TELL WOMEN THERE IS HOPE

“At least 80% of the women I see in recovery have experienced incest or sexual abuse,” says Ada “Cookie” Rodriguez. “I used to think I was unique.” Cookie, who now works as assistant director at Exponents, Inc., an organization which helps addicts deal with HIV issues and trains them to educate others, grew up in the Marcy Projects in the Bedford-Stuyvesant section of Brooklyn, New York. She was raised in a single-parent home, with three half-siblings. She describes the men her mother dated as “abusive, alcoholics, dope fiends or all three.” At five, Cookie was molested by an uncle. She was also sexually abused by her grandfather – and when she told her mother about it years later, her mother said, “He did that to me, too.” Cookie was initially outraged that her mother hadn’t tried to protect her; now she says, “Parents do the best they can with what they know, and that gives me some solace.” But she adds,”I’m still angry and resentful sometimes.”

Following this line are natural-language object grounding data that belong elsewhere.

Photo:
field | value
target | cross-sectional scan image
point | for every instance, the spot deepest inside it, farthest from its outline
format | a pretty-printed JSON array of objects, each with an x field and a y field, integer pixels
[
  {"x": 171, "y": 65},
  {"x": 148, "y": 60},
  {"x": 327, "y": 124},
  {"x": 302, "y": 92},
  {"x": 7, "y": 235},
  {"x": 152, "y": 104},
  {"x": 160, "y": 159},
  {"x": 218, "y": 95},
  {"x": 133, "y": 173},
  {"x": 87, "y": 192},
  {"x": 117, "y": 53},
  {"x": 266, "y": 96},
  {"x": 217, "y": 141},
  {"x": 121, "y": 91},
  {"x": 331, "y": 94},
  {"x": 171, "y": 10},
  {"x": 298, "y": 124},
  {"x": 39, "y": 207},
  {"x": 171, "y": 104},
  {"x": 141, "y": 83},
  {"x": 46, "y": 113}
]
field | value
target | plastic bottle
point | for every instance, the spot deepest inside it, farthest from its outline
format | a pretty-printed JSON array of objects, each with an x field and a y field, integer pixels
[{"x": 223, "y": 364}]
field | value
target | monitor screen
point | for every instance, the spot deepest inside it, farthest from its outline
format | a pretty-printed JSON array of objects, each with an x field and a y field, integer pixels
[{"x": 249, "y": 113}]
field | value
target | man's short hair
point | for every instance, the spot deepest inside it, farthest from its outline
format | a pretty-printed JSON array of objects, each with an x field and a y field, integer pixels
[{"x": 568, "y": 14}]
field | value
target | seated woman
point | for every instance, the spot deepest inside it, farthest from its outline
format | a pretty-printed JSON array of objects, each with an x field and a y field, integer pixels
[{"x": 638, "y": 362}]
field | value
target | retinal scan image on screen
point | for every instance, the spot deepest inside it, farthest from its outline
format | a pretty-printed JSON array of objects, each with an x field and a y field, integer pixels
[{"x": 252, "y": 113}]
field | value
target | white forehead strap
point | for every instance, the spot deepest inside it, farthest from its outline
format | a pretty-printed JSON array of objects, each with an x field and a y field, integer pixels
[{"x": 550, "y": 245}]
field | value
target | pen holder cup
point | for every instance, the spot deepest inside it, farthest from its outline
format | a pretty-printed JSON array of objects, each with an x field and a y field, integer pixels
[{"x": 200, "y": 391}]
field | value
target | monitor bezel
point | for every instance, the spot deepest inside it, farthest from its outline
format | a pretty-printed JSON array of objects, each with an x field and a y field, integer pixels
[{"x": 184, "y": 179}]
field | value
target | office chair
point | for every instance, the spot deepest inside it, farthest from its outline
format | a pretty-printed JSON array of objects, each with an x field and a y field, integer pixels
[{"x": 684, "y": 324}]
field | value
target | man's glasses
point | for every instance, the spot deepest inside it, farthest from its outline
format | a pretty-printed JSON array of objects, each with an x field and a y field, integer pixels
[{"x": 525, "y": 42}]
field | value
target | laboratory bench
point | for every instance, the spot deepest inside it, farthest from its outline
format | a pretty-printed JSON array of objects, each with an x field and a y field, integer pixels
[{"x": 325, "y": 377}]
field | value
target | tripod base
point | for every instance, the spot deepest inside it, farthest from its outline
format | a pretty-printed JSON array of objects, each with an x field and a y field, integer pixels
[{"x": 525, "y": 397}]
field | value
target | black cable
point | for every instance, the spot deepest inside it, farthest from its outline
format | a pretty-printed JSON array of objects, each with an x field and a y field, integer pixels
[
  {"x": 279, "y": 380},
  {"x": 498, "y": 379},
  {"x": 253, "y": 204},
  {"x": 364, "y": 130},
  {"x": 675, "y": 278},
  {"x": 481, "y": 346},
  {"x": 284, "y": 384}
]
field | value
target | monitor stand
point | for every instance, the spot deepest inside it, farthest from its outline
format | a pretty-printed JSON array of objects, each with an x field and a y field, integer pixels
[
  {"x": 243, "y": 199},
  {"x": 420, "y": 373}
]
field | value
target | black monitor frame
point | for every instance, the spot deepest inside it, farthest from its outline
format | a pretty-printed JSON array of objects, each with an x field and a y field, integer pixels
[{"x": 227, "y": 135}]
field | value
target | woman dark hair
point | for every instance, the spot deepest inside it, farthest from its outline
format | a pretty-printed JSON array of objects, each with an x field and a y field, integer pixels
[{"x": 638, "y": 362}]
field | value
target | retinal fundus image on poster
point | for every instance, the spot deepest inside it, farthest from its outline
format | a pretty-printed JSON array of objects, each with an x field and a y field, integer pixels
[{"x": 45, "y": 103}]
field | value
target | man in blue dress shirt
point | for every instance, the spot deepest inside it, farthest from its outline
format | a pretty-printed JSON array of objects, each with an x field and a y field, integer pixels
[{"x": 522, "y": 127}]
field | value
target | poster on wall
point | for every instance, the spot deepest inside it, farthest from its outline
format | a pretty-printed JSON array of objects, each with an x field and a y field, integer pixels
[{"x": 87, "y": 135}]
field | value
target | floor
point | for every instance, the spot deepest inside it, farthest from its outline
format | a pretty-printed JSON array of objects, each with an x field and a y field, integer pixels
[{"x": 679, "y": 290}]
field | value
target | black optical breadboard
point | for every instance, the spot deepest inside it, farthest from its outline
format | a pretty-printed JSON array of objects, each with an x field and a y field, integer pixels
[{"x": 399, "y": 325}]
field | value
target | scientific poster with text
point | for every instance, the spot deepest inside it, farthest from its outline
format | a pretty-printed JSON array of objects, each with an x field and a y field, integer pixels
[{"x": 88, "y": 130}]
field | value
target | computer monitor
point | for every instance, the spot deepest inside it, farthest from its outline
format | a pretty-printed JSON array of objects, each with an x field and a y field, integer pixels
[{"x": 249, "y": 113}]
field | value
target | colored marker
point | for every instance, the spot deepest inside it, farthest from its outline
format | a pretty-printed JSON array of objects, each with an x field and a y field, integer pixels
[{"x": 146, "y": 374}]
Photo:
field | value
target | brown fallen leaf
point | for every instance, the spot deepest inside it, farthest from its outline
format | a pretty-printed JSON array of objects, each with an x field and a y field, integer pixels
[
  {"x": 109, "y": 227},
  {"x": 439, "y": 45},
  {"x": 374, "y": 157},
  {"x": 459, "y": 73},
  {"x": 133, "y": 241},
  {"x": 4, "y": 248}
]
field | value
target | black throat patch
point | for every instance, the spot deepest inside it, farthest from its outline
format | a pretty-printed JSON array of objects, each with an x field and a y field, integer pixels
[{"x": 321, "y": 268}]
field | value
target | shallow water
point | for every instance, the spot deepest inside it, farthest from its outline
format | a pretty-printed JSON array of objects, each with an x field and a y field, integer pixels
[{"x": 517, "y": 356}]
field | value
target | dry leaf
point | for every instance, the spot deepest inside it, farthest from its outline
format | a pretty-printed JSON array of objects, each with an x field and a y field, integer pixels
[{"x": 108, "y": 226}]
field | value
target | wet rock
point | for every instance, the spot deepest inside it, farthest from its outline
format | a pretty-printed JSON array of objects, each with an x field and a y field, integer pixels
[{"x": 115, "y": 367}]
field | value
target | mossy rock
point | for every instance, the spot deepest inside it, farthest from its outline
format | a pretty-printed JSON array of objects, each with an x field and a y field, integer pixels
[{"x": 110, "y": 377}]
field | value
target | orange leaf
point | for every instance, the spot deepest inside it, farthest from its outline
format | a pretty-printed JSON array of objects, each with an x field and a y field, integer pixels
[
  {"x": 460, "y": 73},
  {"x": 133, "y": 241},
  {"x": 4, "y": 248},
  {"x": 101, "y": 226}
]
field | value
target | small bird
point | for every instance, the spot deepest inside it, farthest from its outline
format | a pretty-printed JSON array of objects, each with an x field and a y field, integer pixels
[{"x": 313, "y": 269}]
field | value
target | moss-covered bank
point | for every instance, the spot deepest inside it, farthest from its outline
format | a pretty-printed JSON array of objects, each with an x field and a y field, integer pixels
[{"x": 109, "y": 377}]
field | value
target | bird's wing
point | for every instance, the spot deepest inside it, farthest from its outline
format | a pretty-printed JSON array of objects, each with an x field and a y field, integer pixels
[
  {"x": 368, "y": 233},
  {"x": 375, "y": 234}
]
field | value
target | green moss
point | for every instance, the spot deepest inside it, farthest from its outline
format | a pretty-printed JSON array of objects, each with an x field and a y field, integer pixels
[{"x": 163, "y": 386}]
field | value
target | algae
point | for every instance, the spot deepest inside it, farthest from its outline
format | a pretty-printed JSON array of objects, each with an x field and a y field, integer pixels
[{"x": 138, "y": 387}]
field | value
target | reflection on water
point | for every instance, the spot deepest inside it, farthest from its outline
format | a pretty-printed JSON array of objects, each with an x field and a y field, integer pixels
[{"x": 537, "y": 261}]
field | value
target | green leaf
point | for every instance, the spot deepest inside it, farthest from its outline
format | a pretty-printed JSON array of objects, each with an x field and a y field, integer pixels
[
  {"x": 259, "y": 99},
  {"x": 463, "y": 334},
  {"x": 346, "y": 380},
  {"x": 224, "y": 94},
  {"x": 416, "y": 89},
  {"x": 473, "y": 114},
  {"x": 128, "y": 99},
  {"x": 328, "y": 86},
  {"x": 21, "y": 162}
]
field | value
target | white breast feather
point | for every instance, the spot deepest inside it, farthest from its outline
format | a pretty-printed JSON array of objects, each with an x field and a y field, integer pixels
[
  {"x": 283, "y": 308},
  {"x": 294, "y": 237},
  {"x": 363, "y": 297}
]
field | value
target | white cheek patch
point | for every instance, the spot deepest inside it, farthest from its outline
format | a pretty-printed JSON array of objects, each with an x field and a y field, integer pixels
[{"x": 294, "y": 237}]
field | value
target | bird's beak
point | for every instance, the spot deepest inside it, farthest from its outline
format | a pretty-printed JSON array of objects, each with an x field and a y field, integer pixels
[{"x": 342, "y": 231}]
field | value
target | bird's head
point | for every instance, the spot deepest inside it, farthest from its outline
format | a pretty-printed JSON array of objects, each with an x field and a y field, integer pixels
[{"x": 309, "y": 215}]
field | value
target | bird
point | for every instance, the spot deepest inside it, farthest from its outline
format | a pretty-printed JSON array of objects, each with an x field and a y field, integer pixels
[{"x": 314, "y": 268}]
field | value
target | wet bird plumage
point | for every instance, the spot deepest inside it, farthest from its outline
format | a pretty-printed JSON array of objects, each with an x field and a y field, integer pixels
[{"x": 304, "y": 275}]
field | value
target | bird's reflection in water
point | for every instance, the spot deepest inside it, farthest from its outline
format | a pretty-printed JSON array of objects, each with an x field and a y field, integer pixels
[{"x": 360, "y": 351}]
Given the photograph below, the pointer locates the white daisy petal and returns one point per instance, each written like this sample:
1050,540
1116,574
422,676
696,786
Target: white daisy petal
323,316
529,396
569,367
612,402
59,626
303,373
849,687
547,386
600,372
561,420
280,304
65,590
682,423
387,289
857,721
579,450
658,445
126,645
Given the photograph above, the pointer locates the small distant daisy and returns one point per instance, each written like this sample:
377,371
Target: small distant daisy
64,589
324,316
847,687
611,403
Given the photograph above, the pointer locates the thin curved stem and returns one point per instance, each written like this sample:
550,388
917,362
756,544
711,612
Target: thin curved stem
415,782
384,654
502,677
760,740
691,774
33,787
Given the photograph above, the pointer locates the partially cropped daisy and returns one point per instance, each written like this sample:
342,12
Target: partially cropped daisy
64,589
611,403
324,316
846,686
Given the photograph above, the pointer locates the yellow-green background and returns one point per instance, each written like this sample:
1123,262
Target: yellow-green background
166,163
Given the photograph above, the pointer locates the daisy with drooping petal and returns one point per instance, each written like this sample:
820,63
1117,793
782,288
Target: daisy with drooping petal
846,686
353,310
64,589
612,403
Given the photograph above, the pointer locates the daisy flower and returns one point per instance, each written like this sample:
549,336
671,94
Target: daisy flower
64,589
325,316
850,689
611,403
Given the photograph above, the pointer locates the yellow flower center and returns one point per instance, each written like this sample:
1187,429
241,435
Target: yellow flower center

In elementary school, Cookie was classified as gifted, but she dropped out of junior high. She couldn’t take the teasing other kids inflicted on her for being fat. At age 11 or 12, she started smoking pot and at 13, she remembers, she had “one of the best experiences I have ever had in my life” after stealing LSD from the uncle who had molested her.

By 14, she was shooting cocaine and heroin; by 16, she was addicted. Her relationships with men were violent and abusive. One man, whom she finally fled with just the clothes on her back, “kicked my ass for breakfast, lunch and dinner.” She adds, “The sick thing is, I got my own apartment, but then I went back. I used to tell myself ‘a little bit of love is better than no love,’ and after he beat me up, he would tell me how much he loved me and how beautiful I was.”

It took several hospitalizations – in one of which the crack she was smoking crystallized in her lungs, causing cardiac arrest – but eventually Cookie realized that drugs were killing rather than helping, her. She joined Narcotics Anonymous, and after three years clean in that self-help program, she sought further care to deal with her abuse history. “I was having flashbacks,” she says, and describes how her boss asked her what was wrong when she returned after a two-week vacation noticeably heavier. She’d been trying to avoid her pain by eating.

Now 12 years clean and married for six years to a kind and caring man, Cookie says, “I would tell women that there is hope. It’s a cliche, but there’s life after drugs and there’s life after abuse.”

Female addicts are demonized by our drug laws – and drugs are blamed for their problems when in fact, they are simply one way they’ve found to cope with often painful, horrifying, heart-breaking lives. If we want to help women recover and break the cycle of abuse, which is passed on from one generation to the next, we need to stop punishing the victims and start looking at why so many Americans want to blot out their lives so badly that they get addicted to illicit drugs. Until we decide to treat those wounded in the battles against illicit drugs with the same dignity and respect we reserve for others who have been hurt and are desperate for relief, we will continue to fight a losing war.


Maia Szalavitz has written for The New York Times, New York magazine and the Washington Post and recently served as series researcher for Moyers On Addiction: Close to Home, a five-part PBS series.